Updated: Jul 12
Effective therapy with people who have experienced trauma, particularly relational trauma, is not about having people retell their trauma over and over. Not only does that not result in real and lasting change for someone, but it can actually re-traumatize someone. This method could be considered similar to the idea of exposure therapy, in that if you are repeatedly exposed to the trauma you will eventually become desensitized to it.
The problem with this is twofold. If someone retells their trauma story without being connected to the original experience, that is similar to being in a dissociated state. In fact, when someone talks about their horrific experience with the same level of emotion that they talk about going to the grocery store, or some other mundane task, it is a clear sign of dissociation. Another sign is that someone feels compelled to continuously tell their trauma story to anyone who will listen, but this often leaves people feeling more disconnected from themselves and others because it does not result in a corrective emotional experience.
The other, more destructive problem with the retelling of a trauma story is if someone is connected to the original experience while retelling the story, it may feel like they are reliving the original trauma. This is incredibly harmful and can cause someone to return to extreme patterns of adaptation in order to protect themselves. Although seemingly counterintuitive and counterproductive, these adaptations are almost always harmful in some way to self or others (forms of numbing or lashing out – cutting, drug and alcohol abuse, abusing others, etc).
So the question then becomes, how do we reprocess trauma in a helpful, healing way without causing more harm?
I believe the answer exists in the space between the therapist and the client, the I - Thou relationship described by Philosopher Martin Buber, which is characterized by intense presence, and a “prolonged dwelling with the other” ( Wood, p. 40.). This is not to say that just being in the presence of another person, or a therapist will, in and of itself, heal the trauma. This is to say that the therapeutic relationship creates the conduit for healing to occur.

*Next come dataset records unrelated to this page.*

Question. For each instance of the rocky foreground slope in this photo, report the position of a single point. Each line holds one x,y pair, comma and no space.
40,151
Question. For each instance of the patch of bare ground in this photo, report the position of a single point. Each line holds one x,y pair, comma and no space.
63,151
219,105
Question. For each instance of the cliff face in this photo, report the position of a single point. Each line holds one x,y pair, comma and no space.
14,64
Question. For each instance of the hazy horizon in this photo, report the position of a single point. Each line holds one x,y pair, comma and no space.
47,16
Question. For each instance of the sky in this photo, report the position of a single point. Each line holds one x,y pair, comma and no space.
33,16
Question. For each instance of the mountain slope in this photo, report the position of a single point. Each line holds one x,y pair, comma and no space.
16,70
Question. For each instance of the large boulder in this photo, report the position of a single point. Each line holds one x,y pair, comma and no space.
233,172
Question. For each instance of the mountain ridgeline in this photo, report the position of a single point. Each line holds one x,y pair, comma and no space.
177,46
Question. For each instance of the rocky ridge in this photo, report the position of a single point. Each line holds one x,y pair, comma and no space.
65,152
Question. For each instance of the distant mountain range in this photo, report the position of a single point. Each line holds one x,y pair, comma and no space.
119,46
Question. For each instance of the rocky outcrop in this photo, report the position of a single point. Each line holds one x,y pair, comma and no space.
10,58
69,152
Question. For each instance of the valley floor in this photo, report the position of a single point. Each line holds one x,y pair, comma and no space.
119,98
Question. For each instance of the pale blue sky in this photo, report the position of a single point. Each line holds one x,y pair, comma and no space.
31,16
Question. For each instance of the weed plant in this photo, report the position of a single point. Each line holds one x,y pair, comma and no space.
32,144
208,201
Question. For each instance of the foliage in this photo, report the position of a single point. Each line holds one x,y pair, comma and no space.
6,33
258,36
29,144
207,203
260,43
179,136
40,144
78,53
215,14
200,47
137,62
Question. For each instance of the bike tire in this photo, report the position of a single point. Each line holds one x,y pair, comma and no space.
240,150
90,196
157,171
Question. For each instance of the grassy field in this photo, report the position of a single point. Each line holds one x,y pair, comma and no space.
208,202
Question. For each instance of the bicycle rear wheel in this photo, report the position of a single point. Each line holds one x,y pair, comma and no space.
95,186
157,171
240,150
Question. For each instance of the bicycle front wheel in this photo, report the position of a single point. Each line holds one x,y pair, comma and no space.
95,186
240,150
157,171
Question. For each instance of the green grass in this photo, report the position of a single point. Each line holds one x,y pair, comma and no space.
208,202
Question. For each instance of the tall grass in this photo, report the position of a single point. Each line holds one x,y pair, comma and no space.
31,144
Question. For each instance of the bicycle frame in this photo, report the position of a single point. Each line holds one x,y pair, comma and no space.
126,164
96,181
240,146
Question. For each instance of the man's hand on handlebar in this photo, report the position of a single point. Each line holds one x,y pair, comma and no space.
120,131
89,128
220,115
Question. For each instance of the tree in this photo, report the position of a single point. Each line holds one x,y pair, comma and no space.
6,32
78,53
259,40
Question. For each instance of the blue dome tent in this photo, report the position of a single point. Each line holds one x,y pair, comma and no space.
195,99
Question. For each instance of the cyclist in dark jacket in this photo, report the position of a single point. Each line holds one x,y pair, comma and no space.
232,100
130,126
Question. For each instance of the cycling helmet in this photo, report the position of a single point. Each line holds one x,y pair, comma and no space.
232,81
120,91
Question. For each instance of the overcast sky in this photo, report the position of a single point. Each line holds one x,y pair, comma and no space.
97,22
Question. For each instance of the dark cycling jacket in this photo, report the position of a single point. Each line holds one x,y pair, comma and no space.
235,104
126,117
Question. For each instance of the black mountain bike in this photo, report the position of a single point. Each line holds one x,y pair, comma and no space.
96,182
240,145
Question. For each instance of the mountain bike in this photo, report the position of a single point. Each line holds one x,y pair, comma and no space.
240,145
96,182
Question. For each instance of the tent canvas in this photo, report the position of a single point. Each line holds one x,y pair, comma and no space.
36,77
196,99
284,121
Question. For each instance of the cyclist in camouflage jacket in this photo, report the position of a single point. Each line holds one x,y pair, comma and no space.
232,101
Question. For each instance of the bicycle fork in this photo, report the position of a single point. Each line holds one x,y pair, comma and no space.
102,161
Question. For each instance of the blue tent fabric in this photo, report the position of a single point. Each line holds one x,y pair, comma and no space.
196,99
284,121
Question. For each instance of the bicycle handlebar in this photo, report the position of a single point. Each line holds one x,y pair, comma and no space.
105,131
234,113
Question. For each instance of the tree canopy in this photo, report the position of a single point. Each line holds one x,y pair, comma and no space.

Retelling a traumatic experience is not retraumatizing when a safe, secure relationship exists between the client and therapist, the therapist continuously makes it known that they are with the client as they connect to the original trauma, and they help the client have a new embodied experience of safety, empowerment, compassion, companionship as the trauma is processed through. Does it change the original experience of the lived trauma? No. Does it brainwash someone or desensitize them to the original trauma? No. What this process does is to help someone have a new somatic, visceral, embodied experience to replace the old lived experience of feeling powerless, helpless, victimized, unloved, alone.
- Lexi Ellis, MA, LPC
Wood, Robert E. Martin Buber's Ontology. Evanston, Illinois: Northwestern University Press, 1969.